Este agosto aproveché las vacaciones en una localidad costera del Mediterráneo para ir al peluquero. A las primeras de cambio, recién sentado en el sillón, salió el tema del trabajo y le dije que era periodista. “¿Pero de los del relato oficial? Porque esto ya es una dictadura”. El corte de pelo prometía. Ante gente que habla así estás perdido. Si le respondía molesto le confirmaría la tiranía orwelliana imperante o me tomaría por colaboracionista. Así que respiré para mis adentros, y le pregunté que desde cuándo estamos en crisis, y el señor de las tijeras me dijo que desde hace siglos, lo que paradójicamente me produjo un cierto alivio. Pero la homilía continuó hasta a la hora de pagar. Días después, en una librería del pueblo conocí a una veterana periodista madrileña, que al enterarse de que resido en Pamplona me advirtió de que ella era tan “facha” que Vox se le quedaba “a la izquierda”. La extrema derecha no crece por esporas, sino que se sustenta en esa suerte de Illuminati de supuesta sapiencia y arrojo.
Confusiones
La clave ante tanto desconcierto está en nuestra mirada a la realidad. Nuestra capacidad de conocerla y discernir. Cuando un exalcalde de Pamplona como Enrique Maya dice que el “proyecto político” de ETA “se va imponiendo” emite un mensaje a la audiencia de UPN, pero de forma consciente o involuntaria confunde ficción y realidad, argumentario y análisis. Nuestros sensores de situación son instrumentos delicados. A menudo convertimos prejuicios ideológicos en un acorazado de dogmas que nos aíslan de lo que pasa, impasibles al paso del tiempo. A todos nos puede pasar.
Falsos moderados
La parálisis de un sector de la sociedad ante lo que ocurre en Gaza es dramática. Lo seguimos viendo. Lo más perturbador es el racismo que late en quienes ven en los niños gazatíes al Moro Muza. Y los hay, claro que los hay. Incluso en gente que tiene los bemoles de creerse comedida y preparada. Esto es un dislate. En 50 años hemos pasado de la conspiración judeomasónica a la conspiración globalista. La dictadura se disfrazó de democracia orgánica, y ahora, con todas las pegas que le pongamos, muchos ven en la democracia un régimen dictatorial.

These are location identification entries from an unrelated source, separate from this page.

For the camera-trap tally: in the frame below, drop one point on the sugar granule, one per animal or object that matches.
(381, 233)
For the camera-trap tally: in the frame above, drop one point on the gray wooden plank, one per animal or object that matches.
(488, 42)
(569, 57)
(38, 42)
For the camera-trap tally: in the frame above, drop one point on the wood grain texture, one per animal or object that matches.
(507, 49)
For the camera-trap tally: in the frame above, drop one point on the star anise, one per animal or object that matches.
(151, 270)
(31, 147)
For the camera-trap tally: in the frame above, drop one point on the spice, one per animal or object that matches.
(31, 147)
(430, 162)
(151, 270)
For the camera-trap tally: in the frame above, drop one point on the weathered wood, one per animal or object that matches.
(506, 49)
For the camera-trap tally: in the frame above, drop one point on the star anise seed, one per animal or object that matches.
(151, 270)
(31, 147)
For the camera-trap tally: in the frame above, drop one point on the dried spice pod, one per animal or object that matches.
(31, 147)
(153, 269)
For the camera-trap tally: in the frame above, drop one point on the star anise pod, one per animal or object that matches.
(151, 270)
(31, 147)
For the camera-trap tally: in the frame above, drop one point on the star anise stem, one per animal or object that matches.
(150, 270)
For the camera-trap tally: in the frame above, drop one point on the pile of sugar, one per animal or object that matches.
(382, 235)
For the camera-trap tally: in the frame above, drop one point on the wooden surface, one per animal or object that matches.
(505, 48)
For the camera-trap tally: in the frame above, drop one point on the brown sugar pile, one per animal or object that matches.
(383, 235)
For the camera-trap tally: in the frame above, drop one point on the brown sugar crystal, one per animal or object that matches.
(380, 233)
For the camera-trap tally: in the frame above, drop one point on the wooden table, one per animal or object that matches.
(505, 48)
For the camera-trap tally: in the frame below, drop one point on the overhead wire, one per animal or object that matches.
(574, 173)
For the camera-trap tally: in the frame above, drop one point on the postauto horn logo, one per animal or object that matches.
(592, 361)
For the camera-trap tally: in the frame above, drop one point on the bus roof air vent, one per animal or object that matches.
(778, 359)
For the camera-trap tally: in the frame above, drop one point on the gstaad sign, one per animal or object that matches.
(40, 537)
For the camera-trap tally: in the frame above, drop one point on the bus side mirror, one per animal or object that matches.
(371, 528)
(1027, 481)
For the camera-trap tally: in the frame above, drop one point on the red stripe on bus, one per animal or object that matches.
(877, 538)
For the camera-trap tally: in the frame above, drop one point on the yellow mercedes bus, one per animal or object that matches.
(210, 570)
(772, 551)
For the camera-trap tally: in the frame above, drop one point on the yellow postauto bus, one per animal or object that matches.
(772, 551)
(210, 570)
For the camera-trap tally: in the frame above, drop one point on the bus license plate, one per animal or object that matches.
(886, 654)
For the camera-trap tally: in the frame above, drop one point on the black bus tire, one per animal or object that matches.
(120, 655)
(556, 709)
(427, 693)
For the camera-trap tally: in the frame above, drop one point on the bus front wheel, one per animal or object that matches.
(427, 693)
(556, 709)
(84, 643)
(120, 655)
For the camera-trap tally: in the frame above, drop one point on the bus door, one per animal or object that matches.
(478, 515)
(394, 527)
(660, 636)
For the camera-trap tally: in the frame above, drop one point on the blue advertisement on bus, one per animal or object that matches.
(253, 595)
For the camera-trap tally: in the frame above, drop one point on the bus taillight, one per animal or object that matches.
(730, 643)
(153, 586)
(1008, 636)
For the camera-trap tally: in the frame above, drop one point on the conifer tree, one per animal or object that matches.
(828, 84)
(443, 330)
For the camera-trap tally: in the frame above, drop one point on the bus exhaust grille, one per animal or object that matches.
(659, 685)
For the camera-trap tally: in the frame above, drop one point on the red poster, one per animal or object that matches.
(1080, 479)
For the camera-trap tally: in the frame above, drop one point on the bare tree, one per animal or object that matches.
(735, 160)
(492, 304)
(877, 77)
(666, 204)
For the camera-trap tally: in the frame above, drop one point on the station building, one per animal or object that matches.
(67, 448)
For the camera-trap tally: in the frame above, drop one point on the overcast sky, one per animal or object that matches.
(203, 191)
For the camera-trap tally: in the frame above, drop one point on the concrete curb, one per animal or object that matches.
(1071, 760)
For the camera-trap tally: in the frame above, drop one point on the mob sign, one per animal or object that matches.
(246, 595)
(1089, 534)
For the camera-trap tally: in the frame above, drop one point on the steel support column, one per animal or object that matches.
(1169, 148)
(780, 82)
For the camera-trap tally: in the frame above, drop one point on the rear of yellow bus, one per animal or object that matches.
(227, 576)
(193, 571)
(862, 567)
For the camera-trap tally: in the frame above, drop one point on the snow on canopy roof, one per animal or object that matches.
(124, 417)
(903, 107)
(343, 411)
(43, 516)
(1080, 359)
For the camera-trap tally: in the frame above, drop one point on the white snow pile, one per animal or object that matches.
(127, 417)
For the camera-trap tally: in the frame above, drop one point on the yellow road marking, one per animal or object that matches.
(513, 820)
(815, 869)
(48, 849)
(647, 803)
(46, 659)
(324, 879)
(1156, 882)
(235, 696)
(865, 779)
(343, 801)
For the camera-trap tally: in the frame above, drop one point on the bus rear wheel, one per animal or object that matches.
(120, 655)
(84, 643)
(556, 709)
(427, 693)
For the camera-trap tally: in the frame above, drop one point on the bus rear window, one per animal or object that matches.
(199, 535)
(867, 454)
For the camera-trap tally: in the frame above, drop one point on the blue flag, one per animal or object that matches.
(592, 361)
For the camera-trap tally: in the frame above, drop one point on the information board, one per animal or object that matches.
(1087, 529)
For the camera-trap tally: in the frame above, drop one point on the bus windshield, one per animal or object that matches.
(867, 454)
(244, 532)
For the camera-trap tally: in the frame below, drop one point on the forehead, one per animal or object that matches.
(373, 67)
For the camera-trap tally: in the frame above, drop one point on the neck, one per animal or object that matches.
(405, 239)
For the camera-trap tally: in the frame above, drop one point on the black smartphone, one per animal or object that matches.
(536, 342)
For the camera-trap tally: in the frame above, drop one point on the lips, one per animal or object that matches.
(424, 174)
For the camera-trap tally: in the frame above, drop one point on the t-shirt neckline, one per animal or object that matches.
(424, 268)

Hay gula por castigar a ‘los enemigos de España’. Como aportación política es paupérrima, pero capaz de erotizar a quien anhela el corte autoritario
Vivimos problemas viejos, y uno es el territorial. En 1906 escribió Joan Maragall respecto al catalanismo y la política española, repartió culpas y observó la disparidad emocional reinante. “Se pasa de la ilusión al pánico y del pánico a la ilusión sin atender nunca serenamente a la realidad”. Casi 120 años después seguimos parecido, basta una reunión de Illa y Puigdemont en Bruselas para que se remuevan las aguas. Puigdemont lleva fuera de Catalunya casi 8 años, pero no basta, no está en prisión, tiene un peso político que enardece al españolismo rancio. El soberanismo midió muy mal sus fuerzas en 2017, al Estado le faltó política y le sobró represión, y la derecha más dura se vino arriba.
La democracia está perdiendo la magia del pacto y del acuerdo porque la oposición detesta esta mayoría plural, y traduce la concertación en entreguismo, humillación y componenda. Cincuenta años después de morir Franco hay gula por castigar a los ‘enemigos de España’, independentistas, comunistas, magrebíes y monclovitas, capitaneados por el tirano Sánchez. Como aportación política es paupérrima, pero capaz de erotizar a quien anhela un cambio de corte autoritario y tirar por la borda el sentido común democrático. Ese personal influye, y ya no son ni cuatro abuelos ni diez nostálgicos, por más que a Abascal se le esté poniendo cara de Ynestrillas.